By Terry Shea
April 2, 2016
Posted In: Spiritual Wellness, White Rock
Brené Brown asks a powerfully provocative question: “What do people with strong relationships, parents deeply connected to their children, teachers nurturing creativity and learning, clergy walking with people through faith, and trusted leaders all have in common?
“They recognize the power of emotion and they are not afraid to lean into discomfort.”
As one of those, teachers, clergy, and leaders, I’d have to say that is not exactly true, or perhaps not always true. I do recognize the power of emotion, but sometimes I’m deathly afraid to lean into the discomfort, but I keep doing it. People who wade into discomfort and vulnerability and tell the truth about their stories are the real heroes. It requires an uncommonly strong conviction in who they are. Ernest Holmes defines faith as a “mental attitude which is so convinced of its own idea – which so completely accepts it – that any contradiction is unthinkable and impossible.” What about faith in extraterrestrials, unicorns and the power of holy water to cure cancer? Holmes was not taking about what we have faith in, but faith itself.
Rising Strong is a book about having faith in Life, a whole-hearted life, in fact. In the introduction to the book, I found two affirmations that, if I learned nothing more from the book, would make it worth the price. These two affirmations, if practiced morning and night would transform a person’s life and would lead one to engage in life from a place of worthiness.
So much that we hear about and read about how to live life, embrace failure, and grow from challenge, is inflated and empty and ignores our personal fears about life. People who are willing to demonstrate what it looks like to risk, to endure disappointment and regret, to feel their own hurt instead of projecting it out onto others have risen to be the true heroes of life today. But how did they get there?

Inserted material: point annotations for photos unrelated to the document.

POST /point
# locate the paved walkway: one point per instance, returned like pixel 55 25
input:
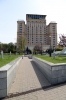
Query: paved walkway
pixel 29 82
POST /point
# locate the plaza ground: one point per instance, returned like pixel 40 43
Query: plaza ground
pixel 30 84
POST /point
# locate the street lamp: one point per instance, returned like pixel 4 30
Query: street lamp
pixel 50 51
pixel 0 46
pixel 50 41
pixel 41 48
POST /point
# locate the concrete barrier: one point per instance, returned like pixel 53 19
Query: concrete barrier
pixel 7 74
pixel 55 73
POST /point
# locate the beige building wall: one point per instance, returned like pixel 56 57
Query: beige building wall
pixel 52 30
pixel 20 31
pixel 37 32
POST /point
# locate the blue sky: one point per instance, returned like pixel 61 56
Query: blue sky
pixel 13 10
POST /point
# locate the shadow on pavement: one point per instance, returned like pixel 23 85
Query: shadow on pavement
pixel 43 81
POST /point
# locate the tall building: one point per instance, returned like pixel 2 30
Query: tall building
pixel 37 32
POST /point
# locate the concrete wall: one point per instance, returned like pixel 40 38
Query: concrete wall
pixel 7 74
pixel 55 73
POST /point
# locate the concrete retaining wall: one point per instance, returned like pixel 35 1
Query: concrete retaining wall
pixel 7 74
pixel 55 73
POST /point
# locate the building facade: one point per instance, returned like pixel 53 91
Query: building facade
pixel 37 32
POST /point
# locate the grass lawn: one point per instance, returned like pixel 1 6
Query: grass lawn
pixel 7 58
pixel 58 59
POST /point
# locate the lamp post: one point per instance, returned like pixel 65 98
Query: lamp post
pixel 50 41
pixel 50 47
pixel 41 48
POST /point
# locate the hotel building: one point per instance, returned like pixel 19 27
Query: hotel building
pixel 37 32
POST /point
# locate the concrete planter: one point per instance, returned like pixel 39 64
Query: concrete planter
pixel 55 73
pixel 7 74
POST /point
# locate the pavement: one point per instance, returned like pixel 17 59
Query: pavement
pixel 30 84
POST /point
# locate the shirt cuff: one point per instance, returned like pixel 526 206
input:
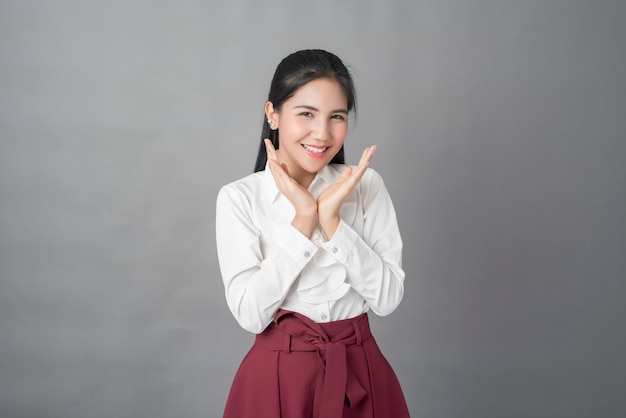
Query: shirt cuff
pixel 342 242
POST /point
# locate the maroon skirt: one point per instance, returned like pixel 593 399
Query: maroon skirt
pixel 298 368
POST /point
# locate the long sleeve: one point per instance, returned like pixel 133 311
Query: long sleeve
pixel 256 279
pixel 373 258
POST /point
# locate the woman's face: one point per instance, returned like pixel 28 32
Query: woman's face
pixel 313 125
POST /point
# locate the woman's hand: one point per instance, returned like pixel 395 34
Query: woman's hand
pixel 331 199
pixel 304 204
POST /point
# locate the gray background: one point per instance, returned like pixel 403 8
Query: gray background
pixel 500 127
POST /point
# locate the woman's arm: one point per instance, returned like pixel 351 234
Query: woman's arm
pixel 255 283
pixel 373 260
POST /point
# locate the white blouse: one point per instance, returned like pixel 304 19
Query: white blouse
pixel 267 264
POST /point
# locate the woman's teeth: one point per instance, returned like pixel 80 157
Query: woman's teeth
pixel 313 149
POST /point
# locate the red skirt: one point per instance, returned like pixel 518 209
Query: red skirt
pixel 298 368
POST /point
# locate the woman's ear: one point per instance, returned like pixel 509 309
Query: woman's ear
pixel 272 115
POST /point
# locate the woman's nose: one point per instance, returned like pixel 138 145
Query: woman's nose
pixel 320 130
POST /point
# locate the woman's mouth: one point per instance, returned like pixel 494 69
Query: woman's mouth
pixel 317 151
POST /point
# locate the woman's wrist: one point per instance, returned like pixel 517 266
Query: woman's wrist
pixel 329 226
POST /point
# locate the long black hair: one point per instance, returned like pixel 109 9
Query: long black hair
pixel 293 72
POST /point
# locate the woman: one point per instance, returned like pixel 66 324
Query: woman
pixel 307 246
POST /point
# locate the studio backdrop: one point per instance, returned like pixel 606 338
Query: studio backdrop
pixel 500 130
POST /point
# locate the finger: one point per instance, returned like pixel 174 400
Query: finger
pixel 345 174
pixel 366 158
pixel 367 155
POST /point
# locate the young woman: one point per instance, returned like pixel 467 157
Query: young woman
pixel 307 246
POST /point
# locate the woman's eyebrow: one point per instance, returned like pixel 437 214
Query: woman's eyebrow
pixel 317 110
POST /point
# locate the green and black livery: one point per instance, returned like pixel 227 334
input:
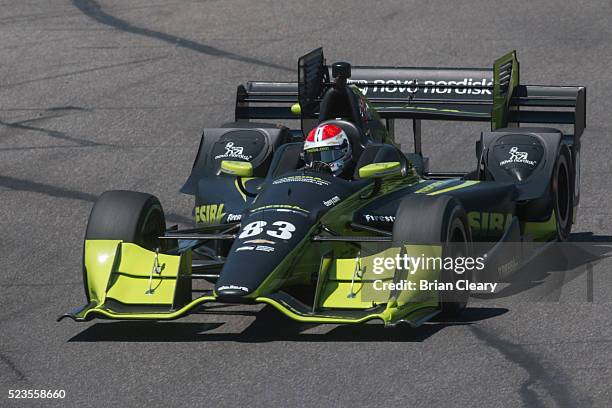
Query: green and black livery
pixel 270 230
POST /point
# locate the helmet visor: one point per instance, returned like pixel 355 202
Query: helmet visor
pixel 326 154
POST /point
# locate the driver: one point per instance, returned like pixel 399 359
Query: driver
pixel 327 147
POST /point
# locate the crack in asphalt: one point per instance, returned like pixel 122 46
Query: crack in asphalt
pixel 552 379
pixel 93 10
pixel 16 184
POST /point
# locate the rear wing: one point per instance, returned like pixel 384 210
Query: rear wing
pixel 492 95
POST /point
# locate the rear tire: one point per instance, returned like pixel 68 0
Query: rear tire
pixel 563 195
pixel 128 216
pixel 422 219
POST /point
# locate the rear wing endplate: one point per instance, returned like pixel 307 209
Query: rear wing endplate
pixel 492 95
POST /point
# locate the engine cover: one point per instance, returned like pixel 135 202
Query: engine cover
pixel 523 156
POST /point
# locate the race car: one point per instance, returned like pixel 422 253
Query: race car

During this series we will look at issues like lack and limitation. We’ll examine the connections between guilt, shame and vulnerability. We will look at our fear of change as a decision to disengage. Finally, we will take a long and critical look at the stories we tell ourselves about ourselves with one thought in mind. Is this really true?
What we are here to do is to mentally uncover and reveal the Truth of Being, which is that G-d is in and through all being and that this Indwelling Presence is already Perfect.